Сжимая кожаный руль, Джон планировал завтрашний вечер с Миланой. Приглушенный свет, ванна с теплой водой и двое влюбленных, плескающихся в идиллии с небрежно плавающими лепестками роз. Идеальный вечер. Думая о своих планах, никто не хотел прерывать поток наслаждения, приносящий душевную радость. Не желая уходить от мечтательных мыслей, от блуждающих в воображении образов, они незаметно для себя проделали путь от цветочного магазина до дома родителей Виктора.
– Ну что, приехали, – держа цветы и коробку конфет, промолвил Виктор.
– Вперед.
Во дворе было людно, примерно количество отдыхающих доходило до 25. Кто-то, сидя на скамейке, кормил голубей, рядом играл, размахивая руками, маленький мальчик. Чуть дальше сидела пара лет 30–35 с коляской, обсуждая семейные дела. Дворик этот находился на улице Бушардон на пересечении с улицей Рене Буланже в пяти минутах ходьбы от театра Де Ля Ренессанс. И в такой момент относительно спокойного осмотра знакомого дворика Джона неожиданно одолела необходимость поделиться с другом душевной тревогой. Простое желание выговориться при подходе к подъезду побудило его задать вопрос, любопытный вопрос, хоть и слегка странный.

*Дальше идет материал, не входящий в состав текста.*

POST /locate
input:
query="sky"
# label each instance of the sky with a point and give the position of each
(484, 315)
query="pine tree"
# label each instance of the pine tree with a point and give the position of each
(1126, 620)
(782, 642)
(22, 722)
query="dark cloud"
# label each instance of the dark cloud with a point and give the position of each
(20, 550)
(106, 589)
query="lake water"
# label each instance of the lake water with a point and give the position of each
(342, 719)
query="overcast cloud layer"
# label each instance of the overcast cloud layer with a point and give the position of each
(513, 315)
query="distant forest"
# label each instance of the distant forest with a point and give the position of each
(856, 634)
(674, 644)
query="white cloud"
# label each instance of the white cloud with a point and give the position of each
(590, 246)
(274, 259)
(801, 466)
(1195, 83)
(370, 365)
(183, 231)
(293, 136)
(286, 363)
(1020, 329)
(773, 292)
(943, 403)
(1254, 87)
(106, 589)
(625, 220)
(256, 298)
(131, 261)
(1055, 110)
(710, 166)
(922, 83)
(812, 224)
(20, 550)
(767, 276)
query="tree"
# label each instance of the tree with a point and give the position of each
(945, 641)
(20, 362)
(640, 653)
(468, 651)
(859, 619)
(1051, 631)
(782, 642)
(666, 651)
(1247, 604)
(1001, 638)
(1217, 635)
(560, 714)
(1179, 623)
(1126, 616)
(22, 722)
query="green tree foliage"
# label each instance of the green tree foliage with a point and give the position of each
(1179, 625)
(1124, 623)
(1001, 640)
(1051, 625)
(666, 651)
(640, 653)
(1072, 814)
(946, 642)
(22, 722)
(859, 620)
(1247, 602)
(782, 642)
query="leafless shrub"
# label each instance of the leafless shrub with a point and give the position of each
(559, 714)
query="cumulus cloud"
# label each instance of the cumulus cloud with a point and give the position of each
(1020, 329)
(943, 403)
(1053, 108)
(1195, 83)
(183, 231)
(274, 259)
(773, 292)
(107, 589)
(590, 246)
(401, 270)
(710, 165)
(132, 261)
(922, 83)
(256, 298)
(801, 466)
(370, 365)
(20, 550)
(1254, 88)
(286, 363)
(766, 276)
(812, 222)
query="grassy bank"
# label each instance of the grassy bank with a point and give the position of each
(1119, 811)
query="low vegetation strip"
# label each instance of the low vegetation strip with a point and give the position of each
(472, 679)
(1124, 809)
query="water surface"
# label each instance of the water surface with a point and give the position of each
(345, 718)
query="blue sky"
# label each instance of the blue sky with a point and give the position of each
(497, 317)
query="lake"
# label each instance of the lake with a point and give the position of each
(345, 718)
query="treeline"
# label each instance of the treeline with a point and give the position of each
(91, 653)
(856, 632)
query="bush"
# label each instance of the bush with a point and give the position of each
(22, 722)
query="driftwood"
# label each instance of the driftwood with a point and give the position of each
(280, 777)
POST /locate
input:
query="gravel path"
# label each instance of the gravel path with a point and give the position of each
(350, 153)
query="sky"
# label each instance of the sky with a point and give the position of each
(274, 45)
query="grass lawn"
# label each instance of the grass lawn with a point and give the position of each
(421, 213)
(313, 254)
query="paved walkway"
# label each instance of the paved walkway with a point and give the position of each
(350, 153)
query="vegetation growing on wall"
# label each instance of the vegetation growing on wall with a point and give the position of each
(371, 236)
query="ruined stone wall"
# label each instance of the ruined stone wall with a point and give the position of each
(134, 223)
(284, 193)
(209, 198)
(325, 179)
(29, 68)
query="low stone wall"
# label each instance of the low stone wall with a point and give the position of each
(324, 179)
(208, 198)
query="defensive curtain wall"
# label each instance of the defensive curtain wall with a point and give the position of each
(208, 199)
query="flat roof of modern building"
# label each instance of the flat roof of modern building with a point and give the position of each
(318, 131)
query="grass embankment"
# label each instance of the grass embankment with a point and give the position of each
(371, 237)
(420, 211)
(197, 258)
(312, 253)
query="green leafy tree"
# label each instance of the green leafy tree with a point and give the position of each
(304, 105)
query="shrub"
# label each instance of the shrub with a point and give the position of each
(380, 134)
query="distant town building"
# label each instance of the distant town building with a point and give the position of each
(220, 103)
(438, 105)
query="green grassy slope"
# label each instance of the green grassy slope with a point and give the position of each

– Виктор, не кажется ли тебе, что люди потеряли ощущение ценности жизни? – спросил Джон.
– Нет. С чего вдруг ты это спросил?
– Да так, просто мысли вслух, – сказал Джон.
– Ну же, скажи мне. Тебя что-то гложет?
Они вошли в подъезд. Яркие полосы желтого и оранжевого цвета шли рядом, соединяя лестницы с полом. На окнах виднелись различные разновидности цветов – на каждом этаже, в каждом окне.
– Трудно объяснить, но постараюсь. Вчера вечером возле торгового центра я ждал Милану. Хотели пойти купить обувь ей и мне, дело обычное. Тут неожиданно прямо передо мной, ты не поверишь – прямо перед моим носом, один придурок, по-другому я просто не могу его назвать, сбил мамашу с ребенком в коляске. Ты представляешь? Сбил.
– Как это может быть?
– Я тоже об этом, – продолжил Джон. – Это еще не всё. После этого водитель просто уехал. Просто уехал. Смылся с места преступления. А девушка теперь инвалид, конечно. Ребенок не мог выжить при такой аварии. Это была страшная картина, просто поверь.
– Стой, с убийцей ничего не сделали?